L'immediatezza con cui in un film tutto sembra accadere spontaneamente è il potere e insieme il limite del cinema rispetto al teatro: il linguaggio cinematografico è più complesso della finzione scenica, eppure per la sua esplorazione non sembra necessario lo stesso apparato culturale. Per quanto un film possa avere un'impronta 'drammatica', le due esperienza restano distinte.
Frears riesce nella strana impresa di mettere in piedi un film molto teatrale: non per i dialoghi o per il ritmo da commedia alla Wilde, né per i toni e risvolti tragicomici, ma perché i protagonisti sembrano piombare in scena su un palco già allestito, sul quale all'improvviso si trovano a interpretare se stessi, diventando personaggi. Non c'è però uno sguardo corale a dirigere il gioco, non c'è un senso complessivo da raggiungere o a cui rinunciare: personaggi e spettatori sono catapultati in un vortice che sembra generato dagli eventi stessi e scivolano nella vicenda senza resistenze.
Tamara Drewe d'altra parte è anche un film-fumetto. Non tanto perché è tratto dal fumetto omonimo, ma perché i personaggi vivono dentro figure stilizzate che danno loro l'agilità necessaria per muoversi nella storia. Il vero paradosso però è che questa storia, in cui l'inverosimile è determinante, in cui gli eventi decisivi sono l'opera sconsiderata di soggetti caricaturali (il musicista idiota e vanitoso, la ragazzina fanatica...) è anche il luogo in cui le figure acquistano spessore, diventano vive, reali.
Essere in balìa del contingente permette ad ognuno di emergere dalla vicenda senza bisogno di riprese in soggettiva, introspezioni o didascalie. La giostra degli eventi non schiaccia i personaggi: li travolge, li espone all'imprevisto e insieme solleva ogni carattere dal suo stesso peso, ostacolando ogni esito patetico.
Di fatto, è la giostra stessa che decide i protagonisti.
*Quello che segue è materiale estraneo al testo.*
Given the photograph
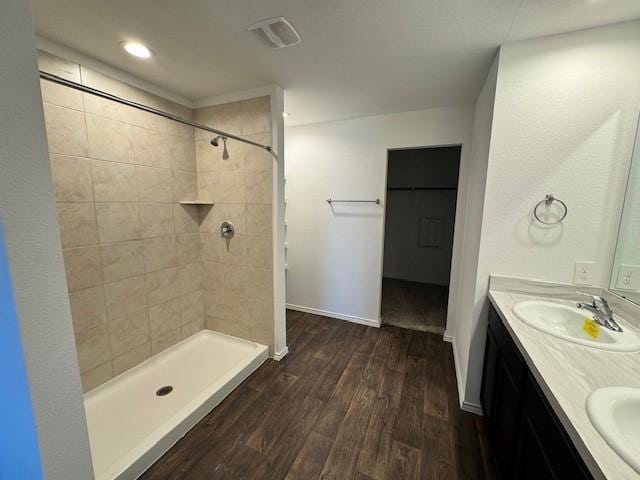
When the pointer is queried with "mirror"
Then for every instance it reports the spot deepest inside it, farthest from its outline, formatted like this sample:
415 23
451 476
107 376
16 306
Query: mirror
625 273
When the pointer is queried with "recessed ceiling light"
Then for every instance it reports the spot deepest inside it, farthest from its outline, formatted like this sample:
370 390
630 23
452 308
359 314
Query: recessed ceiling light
137 49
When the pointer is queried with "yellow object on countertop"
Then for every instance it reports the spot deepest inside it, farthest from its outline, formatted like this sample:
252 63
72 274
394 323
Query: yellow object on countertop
591 328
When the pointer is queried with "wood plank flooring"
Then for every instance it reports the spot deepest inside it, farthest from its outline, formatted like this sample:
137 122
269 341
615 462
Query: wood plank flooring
348 402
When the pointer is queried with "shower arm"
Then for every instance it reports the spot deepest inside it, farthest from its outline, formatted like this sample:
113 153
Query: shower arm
99 93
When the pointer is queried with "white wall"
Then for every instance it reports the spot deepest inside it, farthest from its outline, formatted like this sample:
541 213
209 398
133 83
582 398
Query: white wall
462 313
627 249
334 254
28 212
564 123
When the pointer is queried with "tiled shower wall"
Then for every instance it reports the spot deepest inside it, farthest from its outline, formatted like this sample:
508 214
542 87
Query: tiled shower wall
238 272
141 267
132 253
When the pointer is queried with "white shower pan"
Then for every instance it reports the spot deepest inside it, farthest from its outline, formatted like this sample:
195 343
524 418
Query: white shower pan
130 426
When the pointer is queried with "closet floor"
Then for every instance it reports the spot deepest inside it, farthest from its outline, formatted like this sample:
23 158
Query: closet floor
413 305
348 402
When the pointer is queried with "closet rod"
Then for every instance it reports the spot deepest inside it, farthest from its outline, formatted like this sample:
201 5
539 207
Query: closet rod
99 93
408 187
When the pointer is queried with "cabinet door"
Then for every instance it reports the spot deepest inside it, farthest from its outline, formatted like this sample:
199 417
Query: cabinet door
532 463
505 425
560 455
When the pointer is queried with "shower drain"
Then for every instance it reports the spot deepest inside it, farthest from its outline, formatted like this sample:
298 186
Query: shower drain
164 391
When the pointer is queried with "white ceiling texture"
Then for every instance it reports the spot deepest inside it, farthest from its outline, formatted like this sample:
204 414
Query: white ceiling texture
357 57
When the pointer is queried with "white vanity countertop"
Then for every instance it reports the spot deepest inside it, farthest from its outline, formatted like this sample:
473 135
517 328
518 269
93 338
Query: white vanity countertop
568 372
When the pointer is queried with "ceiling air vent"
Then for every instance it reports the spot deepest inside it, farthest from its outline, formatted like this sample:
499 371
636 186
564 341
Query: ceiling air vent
276 32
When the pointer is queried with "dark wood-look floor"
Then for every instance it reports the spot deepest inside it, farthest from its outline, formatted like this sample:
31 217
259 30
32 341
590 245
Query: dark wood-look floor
348 402
413 305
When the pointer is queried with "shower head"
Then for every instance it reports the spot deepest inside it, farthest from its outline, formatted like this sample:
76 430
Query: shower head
215 140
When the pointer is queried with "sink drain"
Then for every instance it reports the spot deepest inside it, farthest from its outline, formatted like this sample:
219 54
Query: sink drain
164 391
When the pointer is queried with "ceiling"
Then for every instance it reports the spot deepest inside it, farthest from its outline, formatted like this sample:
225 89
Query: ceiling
357 57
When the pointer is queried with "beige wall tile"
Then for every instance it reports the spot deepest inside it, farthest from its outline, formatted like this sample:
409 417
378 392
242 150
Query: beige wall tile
114 182
257 159
87 308
122 260
214 282
132 358
162 285
96 377
258 218
208 186
188 248
71 178
125 297
259 252
93 347
104 108
180 130
258 186
159 253
235 318
186 218
151 148
183 153
165 341
230 187
234 281
209 246
207 156
109 139
83 266
236 151
77 224
62 96
192 305
259 282
190 278
189 329
66 131
129 332
156 219
154 184
185 186
118 222
165 317
232 251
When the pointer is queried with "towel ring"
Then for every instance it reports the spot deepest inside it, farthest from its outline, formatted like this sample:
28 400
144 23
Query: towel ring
548 200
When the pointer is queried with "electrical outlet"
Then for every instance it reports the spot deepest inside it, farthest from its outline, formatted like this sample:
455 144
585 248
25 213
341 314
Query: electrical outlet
628 277
583 273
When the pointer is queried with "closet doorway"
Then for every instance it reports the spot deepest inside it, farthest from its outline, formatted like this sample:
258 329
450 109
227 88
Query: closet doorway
422 185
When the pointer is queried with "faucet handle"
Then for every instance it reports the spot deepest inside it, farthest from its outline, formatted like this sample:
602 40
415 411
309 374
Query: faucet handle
597 300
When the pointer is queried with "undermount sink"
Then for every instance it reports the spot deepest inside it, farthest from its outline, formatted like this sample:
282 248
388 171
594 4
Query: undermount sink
566 322
615 414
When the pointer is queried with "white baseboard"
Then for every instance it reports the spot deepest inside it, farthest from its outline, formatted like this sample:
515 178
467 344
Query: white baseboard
281 354
465 405
349 318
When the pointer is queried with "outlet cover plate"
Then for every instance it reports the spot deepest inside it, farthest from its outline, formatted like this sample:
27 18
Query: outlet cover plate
583 273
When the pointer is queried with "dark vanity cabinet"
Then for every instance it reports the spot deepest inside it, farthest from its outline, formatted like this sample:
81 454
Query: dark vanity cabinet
527 439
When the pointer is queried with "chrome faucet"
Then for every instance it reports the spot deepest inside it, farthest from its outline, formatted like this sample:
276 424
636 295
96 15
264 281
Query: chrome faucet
601 311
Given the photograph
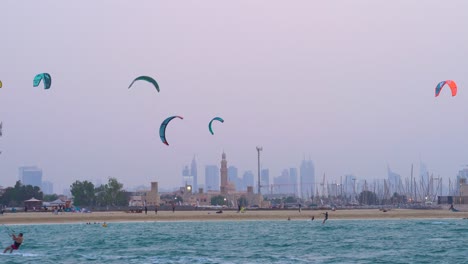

L'intera narrazione si gioca sull'incontro tra tre Muse (femminili) ispiratrici: una Musa per forza (Jody); una Musa inconsapevole conquistata da un goffo ammiratore (Beth); una Musa che ammalia e conquista, quasi suo malgrado (Tamara).
Neppure le Muse d'altra parte possono manovrare il gioco, ma soltanto partecipare.
Nessuno se ne rende conto, forse eccetto Tamara: il momento in cui dice "non so perché faccio queste cose" potrebbe suonare come la malinconica confessione di un interprete che all'improvviso, tragicamente prende coscienza di essere lì, protagonista e regista inconsapevole di una storia che non conosce. Un disegno dunque, riempito di desideri e ragioni dalla matita che ha disegnato l'auto gialla della sua entrata in scena: la stessa matita che racconta il suo passato, facendosi aiutare dagli scrittori (o aspiranti tali) che popolano il film.
In effetti, il vero motore degli eventi, il vero protagonista del film potrebbe essere proprio la scrittura: perché molti personaggi la praticano (e la predicano) per mestiere, perché è da una falsa email che si propagano gli eventi, ma soprattutto perché con la scrittura è l'immaginazione stessa che nel film si racconta e un po' si prende in giro. L'incontro tra i personaggi diventa un confronto tra diversi modi di muoversi tra realtà e fantasia: c'è chi ha relegato l'immaginazione in un mondo di carta (pesta), "lontano dalla pazza folla", e ne farà le spese; chi vuole incollare le foto patinate del rotocalco sulla realtà sbiadita; chi pretende di confinare il proprio passato in un'autobiografia e vorrebbe che tutto accadesse per finta, senza residui, senza conseguenze reali.
Così, tra un mondo di carta imprigionato nella propria ipocrisia e un mondo dello spettacolo votato al ridicolo, Andy rappresenta il personaggio sulla soglia, che sembra lì da sempre, da prima, come la terra su cui lavora. L'unico con cui le Muse possono tornare ad essere donne, l'unico per cui è possibile scendere dalla giostra, abbandonare il palco, chiudere il libro.